How IKEA Patched Shellshock
jones_supa writes: Magnus Glantz, IT manager at IKEA, revealed that the Swedish furniture retailer has more than 3,500 Red Hat Enterprise Linux servers. With Shellshock, every single one of those servers needed to be patched to limit the risk of exploitation. So how did IKEA patch all those servers? Glantz showed a simple one-line Linux command and then jokingly walked away from the podium stating "That's it, thanks for coming." On a more serious note, he said that it took approximately two and half hours to upgrade their infrastructure to defend against Shellshock. The key was having a consistent approach to system management, which begins with a well-defined Standard Operating Environment (SOE). Additionally, Glantz has defined a lifecycle management plan that describes the lifecycle of how Linux will be used at Ikea for the next seven years.
yum update -y && reboot
You're going to type that on 3500 servers?
I think you'll want to use your configuration management platform to kick off the update. That's how we did it -- applied the update to the dev servers, did some testing, then the same to qa, then preprod, then finally to the production servers. Took us more than 2.5 hours to test and validate everywhere, but actually pushing out the patch to 1200 servers was a single line command.
I was there. It was said in a very joking manner. From the moment he started he showed his sense of humour.
In fact, his whole presentation was funny, amusing and had some good information.
The idea that he showed a one line command to patch wasn't the biggest shock of the talk. (Sorry, I don't recall the command.) It was the fact that he patches the 3,500 servers ONCE A MONTH. Straight into production.
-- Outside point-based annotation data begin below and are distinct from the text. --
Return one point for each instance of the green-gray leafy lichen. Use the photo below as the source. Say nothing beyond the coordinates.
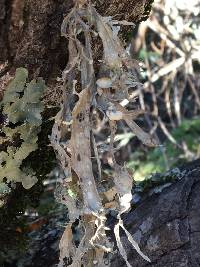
(22, 107)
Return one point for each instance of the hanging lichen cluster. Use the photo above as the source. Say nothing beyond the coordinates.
(21, 109)
(87, 92)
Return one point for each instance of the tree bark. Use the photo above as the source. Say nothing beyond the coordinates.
(167, 225)
(30, 31)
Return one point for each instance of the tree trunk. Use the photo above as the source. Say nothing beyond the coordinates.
(30, 31)
(167, 225)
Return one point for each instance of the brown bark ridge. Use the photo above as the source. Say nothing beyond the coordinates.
(167, 225)
(30, 31)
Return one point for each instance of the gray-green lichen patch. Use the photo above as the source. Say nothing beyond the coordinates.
(22, 107)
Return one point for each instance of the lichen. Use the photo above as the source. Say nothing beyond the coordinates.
(22, 109)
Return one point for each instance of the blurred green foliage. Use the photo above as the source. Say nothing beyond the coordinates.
(154, 162)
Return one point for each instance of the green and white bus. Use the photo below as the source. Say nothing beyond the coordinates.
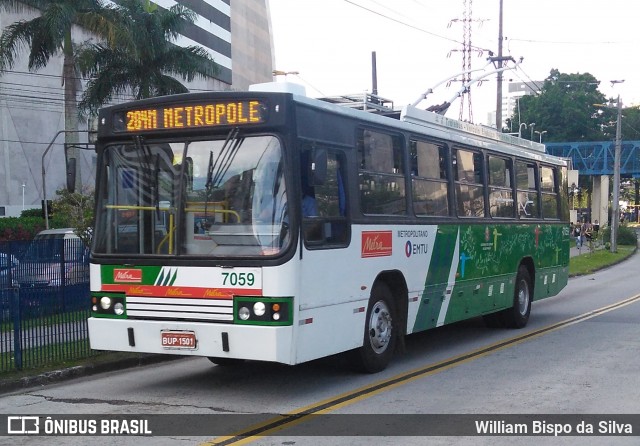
(266, 225)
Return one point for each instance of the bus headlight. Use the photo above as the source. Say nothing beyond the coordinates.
(262, 310)
(105, 302)
(259, 309)
(118, 309)
(108, 304)
(244, 313)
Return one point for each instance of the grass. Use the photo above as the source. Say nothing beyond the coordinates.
(599, 259)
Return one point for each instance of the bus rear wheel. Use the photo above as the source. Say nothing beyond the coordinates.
(518, 315)
(379, 332)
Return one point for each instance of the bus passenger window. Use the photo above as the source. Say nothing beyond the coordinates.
(429, 179)
(469, 183)
(381, 176)
(549, 192)
(527, 190)
(324, 205)
(501, 203)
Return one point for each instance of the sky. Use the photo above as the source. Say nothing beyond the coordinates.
(418, 44)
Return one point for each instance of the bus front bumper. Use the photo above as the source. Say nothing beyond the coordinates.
(193, 339)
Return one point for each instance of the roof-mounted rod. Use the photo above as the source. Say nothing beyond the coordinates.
(424, 95)
(442, 108)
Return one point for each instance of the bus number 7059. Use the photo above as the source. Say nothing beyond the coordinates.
(238, 279)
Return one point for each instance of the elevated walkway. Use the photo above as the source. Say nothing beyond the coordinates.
(596, 158)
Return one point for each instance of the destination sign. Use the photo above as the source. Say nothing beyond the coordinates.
(195, 116)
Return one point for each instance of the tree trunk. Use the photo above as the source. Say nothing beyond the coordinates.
(71, 122)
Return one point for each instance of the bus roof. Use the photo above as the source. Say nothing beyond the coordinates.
(432, 124)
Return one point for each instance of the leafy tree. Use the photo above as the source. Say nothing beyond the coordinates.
(76, 209)
(50, 35)
(147, 67)
(565, 108)
(630, 124)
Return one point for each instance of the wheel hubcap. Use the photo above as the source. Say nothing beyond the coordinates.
(380, 327)
(523, 298)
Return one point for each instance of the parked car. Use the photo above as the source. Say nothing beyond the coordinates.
(54, 263)
(8, 264)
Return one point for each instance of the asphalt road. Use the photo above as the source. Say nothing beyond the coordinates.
(579, 355)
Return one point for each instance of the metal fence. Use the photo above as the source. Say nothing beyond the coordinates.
(44, 302)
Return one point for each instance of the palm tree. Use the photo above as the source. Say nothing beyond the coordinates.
(148, 67)
(50, 35)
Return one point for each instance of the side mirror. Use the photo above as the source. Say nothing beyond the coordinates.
(189, 170)
(318, 167)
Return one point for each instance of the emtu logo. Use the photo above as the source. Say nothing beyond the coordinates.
(127, 275)
(376, 244)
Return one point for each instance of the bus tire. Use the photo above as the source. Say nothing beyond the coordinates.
(494, 320)
(518, 315)
(225, 361)
(380, 328)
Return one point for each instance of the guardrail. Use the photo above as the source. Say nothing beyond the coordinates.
(44, 303)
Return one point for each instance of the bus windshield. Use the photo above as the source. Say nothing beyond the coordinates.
(212, 198)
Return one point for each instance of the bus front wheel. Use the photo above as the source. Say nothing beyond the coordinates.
(225, 361)
(379, 332)
(518, 315)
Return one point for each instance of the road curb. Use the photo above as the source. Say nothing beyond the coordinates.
(65, 374)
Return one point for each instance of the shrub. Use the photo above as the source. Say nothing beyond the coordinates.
(626, 235)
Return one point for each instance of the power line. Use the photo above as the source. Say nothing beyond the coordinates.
(408, 25)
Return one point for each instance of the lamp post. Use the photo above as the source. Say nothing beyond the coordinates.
(520, 129)
(541, 133)
(284, 73)
(615, 205)
(44, 183)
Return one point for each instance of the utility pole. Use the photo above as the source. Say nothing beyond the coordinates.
(615, 205)
(499, 89)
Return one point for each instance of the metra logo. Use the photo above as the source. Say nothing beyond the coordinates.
(127, 275)
(376, 244)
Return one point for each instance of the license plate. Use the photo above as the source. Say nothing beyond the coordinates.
(179, 339)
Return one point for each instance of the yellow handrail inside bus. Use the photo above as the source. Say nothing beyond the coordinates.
(200, 207)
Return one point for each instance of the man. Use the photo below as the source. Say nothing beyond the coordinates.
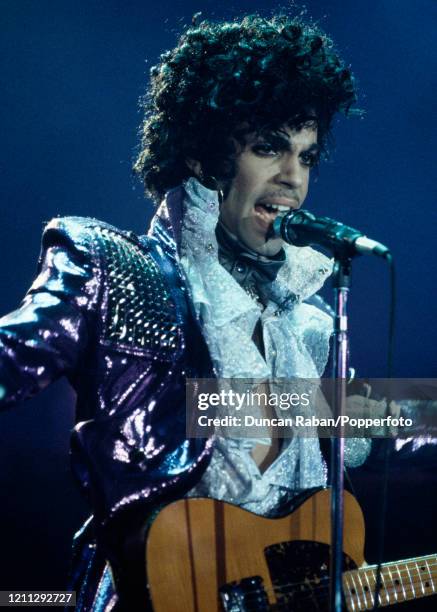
(236, 117)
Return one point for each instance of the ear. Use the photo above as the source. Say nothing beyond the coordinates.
(195, 166)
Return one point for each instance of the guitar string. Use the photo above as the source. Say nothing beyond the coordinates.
(315, 590)
(390, 583)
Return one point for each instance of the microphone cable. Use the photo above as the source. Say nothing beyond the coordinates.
(387, 446)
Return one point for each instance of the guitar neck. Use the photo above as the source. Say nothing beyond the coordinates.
(400, 581)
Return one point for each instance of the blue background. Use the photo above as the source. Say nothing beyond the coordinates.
(71, 74)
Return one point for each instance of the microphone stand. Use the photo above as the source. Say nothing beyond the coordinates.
(341, 284)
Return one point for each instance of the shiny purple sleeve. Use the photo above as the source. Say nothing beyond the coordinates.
(45, 337)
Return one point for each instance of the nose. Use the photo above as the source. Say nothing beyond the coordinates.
(292, 174)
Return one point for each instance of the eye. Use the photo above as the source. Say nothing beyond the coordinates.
(264, 149)
(310, 159)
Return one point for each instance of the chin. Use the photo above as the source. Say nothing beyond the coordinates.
(269, 248)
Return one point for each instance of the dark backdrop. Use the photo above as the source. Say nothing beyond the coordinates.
(71, 73)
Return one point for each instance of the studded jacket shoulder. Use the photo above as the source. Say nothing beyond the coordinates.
(108, 310)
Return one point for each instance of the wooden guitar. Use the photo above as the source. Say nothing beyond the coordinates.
(204, 555)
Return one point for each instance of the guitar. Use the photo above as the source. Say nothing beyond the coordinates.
(203, 555)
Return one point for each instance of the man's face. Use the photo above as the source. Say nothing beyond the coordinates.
(272, 177)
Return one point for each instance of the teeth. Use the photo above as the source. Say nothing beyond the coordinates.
(276, 207)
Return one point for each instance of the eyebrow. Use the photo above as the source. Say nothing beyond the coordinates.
(282, 139)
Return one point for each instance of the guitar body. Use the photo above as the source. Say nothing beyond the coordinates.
(197, 546)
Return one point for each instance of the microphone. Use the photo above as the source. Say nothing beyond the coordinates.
(302, 228)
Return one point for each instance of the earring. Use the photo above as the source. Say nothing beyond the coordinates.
(210, 182)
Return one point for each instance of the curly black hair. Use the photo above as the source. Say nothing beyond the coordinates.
(228, 79)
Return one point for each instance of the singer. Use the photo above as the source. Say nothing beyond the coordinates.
(237, 116)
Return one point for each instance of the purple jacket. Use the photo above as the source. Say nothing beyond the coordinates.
(110, 311)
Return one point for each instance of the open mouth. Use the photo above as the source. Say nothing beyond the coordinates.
(268, 212)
This caused some questions and discussion.
FTFA, "One of the potential challenges of constantly updating servers is the risk that applications break when new server operating system software is loaded. Glantz, however, isn't worried and noted that RHEL offers the promise of Application Binary Interface (ABI) compatibility across updates." The rest of his reasoning, and another amusing moment, is described at the end of the article.
Vip
The article says they're using a Red Hat Satellite server and so if they wanted to run `yum update -y && init 6` on all of their systems, they could just push that out as a remote command to the systems / groups of systems. In Satellite, you can push out remote commands to groups of systems, so if they have their systems grouped, it would be an easy process to push that command to all of their systems.
From the article the grandparent obviously did not read "Glantz showed a simple one-line Linux command and then jokingly walked away from the podium stating "That's it, thanks for coming," as the audience erupted into boisterous applause.". So in fact top notch people skills.
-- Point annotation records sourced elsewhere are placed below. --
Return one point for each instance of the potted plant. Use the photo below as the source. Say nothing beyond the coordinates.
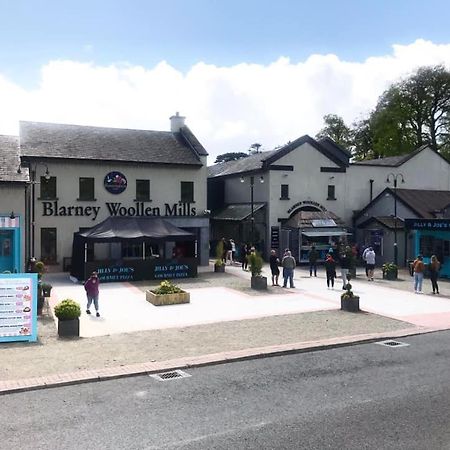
(68, 313)
(46, 289)
(219, 265)
(167, 294)
(256, 262)
(390, 271)
(349, 301)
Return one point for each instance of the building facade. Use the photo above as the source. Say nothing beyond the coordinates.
(77, 176)
(311, 192)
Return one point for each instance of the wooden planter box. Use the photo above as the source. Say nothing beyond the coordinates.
(69, 328)
(219, 268)
(392, 275)
(350, 304)
(259, 283)
(167, 299)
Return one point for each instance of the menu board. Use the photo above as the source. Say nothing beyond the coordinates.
(18, 307)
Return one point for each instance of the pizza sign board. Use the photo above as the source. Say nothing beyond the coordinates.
(18, 307)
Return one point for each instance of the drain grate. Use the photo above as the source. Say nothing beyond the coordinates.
(391, 343)
(170, 375)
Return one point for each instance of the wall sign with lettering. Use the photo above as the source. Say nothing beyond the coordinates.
(115, 182)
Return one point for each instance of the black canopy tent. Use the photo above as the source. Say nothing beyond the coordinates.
(127, 229)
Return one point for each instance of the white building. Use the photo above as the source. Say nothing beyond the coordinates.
(81, 175)
(310, 192)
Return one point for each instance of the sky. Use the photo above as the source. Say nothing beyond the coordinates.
(240, 71)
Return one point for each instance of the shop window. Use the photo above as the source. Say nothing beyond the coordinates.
(187, 192)
(143, 190)
(86, 189)
(331, 192)
(48, 245)
(284, 192)
(48, 188)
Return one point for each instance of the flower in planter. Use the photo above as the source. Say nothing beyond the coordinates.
(167, 287)
(68, 309)
(389, 268)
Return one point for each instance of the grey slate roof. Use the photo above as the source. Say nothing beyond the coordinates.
(49, 140)
(263, 160)
(391, 161)
(9, 160)
(237, 211)
(251, 163)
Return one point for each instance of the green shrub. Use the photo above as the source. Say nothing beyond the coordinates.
(167, 287)
(256, 262)
(68, 309)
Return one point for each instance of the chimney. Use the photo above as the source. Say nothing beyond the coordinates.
(176, 122)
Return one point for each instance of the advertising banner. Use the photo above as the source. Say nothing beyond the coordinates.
(18, 307)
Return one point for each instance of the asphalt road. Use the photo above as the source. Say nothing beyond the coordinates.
(358, 397)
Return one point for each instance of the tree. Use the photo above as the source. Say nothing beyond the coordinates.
(231, 156)
(335, 129)
(413, 112)
(254, 148)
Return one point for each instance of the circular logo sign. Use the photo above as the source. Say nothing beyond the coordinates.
(115, 182)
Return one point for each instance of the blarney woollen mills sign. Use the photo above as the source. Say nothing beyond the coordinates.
(55, 209)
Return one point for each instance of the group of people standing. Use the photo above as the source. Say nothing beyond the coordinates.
(418, 267)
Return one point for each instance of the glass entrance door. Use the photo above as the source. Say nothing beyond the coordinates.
(6, 251)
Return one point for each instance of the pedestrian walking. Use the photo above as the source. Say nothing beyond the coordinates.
(92, 290)
(330, 269)
(244, 254)
(365, 262)
(344, 262)
(233, 250)
(274, 261)
(370, 263)
(313, 257)
(418, 270)
(288, 264)
(434, 268)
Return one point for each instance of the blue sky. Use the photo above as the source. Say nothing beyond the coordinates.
(99, 62)
(225, 32)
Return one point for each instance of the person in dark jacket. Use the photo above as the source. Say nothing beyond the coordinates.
(330, 268)
(274, 261)
(344, 262)
(313, 257)
(92, 291)
(434, 268)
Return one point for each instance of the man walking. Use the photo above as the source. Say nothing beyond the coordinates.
(313, 257)
(92, 290)
(288, 264)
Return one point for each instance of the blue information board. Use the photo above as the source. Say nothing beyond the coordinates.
(18, 307)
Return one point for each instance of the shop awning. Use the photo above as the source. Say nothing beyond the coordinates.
(237, 211)
(115, 229)
(313, 233)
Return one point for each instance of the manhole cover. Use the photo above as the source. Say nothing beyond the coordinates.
(391, 343)
(165, 376)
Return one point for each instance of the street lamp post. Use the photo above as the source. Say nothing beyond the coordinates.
(395, 177)
(33, 183)
(252, 185)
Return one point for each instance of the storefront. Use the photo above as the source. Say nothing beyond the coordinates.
(10, 246)
(80, 176)
(431, 237)
(153, 248)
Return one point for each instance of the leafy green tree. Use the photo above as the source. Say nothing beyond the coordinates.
(231, 156)
(335, 129)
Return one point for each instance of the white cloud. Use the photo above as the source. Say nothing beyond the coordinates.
(228, 108)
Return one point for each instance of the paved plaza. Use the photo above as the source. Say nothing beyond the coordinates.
(225, 321)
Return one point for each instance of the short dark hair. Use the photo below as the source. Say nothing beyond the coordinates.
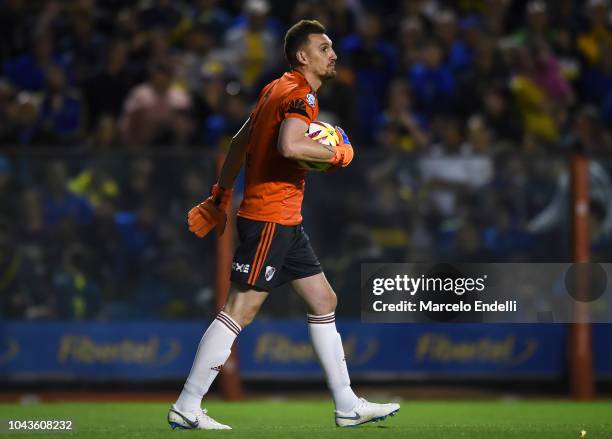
(297, 35)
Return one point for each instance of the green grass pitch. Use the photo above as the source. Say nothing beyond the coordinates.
(314, 420)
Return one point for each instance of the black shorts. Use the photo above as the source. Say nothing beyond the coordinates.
(271, 254)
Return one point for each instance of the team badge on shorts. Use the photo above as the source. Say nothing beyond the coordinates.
(270, 272)
(311, 99)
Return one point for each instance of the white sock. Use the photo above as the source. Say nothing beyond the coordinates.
(213, 351)
(328, 347)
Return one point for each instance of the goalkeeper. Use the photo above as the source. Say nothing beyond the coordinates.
(274, 248)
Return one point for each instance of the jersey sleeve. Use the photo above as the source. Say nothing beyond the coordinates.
(301, 104)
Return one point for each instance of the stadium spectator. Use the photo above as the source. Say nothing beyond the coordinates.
(60, 116)
(208, 13)
(28, 71)
(21, 127)
(400, 118)
(374, 62)
(152, 109)
(252, 46)
(62, 208)
(432, 82)
(106, 90)
(598, 33)
(501, 116)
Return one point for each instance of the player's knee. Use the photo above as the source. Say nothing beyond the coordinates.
(332, 302)
(241, 313)
(327, 304)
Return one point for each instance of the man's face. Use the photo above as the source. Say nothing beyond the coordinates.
(321, 58)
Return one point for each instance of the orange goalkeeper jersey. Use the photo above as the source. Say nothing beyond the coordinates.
(274, 185)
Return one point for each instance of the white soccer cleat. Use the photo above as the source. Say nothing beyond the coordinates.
(196, 420)
(365, 411)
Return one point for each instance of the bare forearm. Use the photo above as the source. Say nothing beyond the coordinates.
(235, 157)
(309, 150)
(231, 166)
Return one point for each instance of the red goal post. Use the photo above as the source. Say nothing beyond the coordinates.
(580, 351)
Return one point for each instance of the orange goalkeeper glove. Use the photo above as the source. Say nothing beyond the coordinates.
(344, 150)
(210, 213)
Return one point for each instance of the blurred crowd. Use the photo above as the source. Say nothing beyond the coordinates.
(111, 113)
(527, 74)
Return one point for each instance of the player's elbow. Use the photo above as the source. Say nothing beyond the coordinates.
(287, 150)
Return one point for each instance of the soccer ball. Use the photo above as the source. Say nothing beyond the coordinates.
(325, 134)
Chaos - everything, everywhere, everywhen
if its anything like my general Ikea experience, im sure the security ops team was handed a cardboard box labelled "Schelli schocc" with a 7 page manual full of bloated looking stick figures and a tiny hex wrench. they were then left to figure it out over a long night of busted knuckles and impromptu invented curse words. by dawn, either the prod environement passed a nessus scan or theyd built a bed...or both.
Good people go to bed earlier.
By making the customers do most of it themselves.
Table-ized A.I.
Man holding hammer demonstrates ease of driving a nail into wood. Thousands holding screwdrivers are amazed.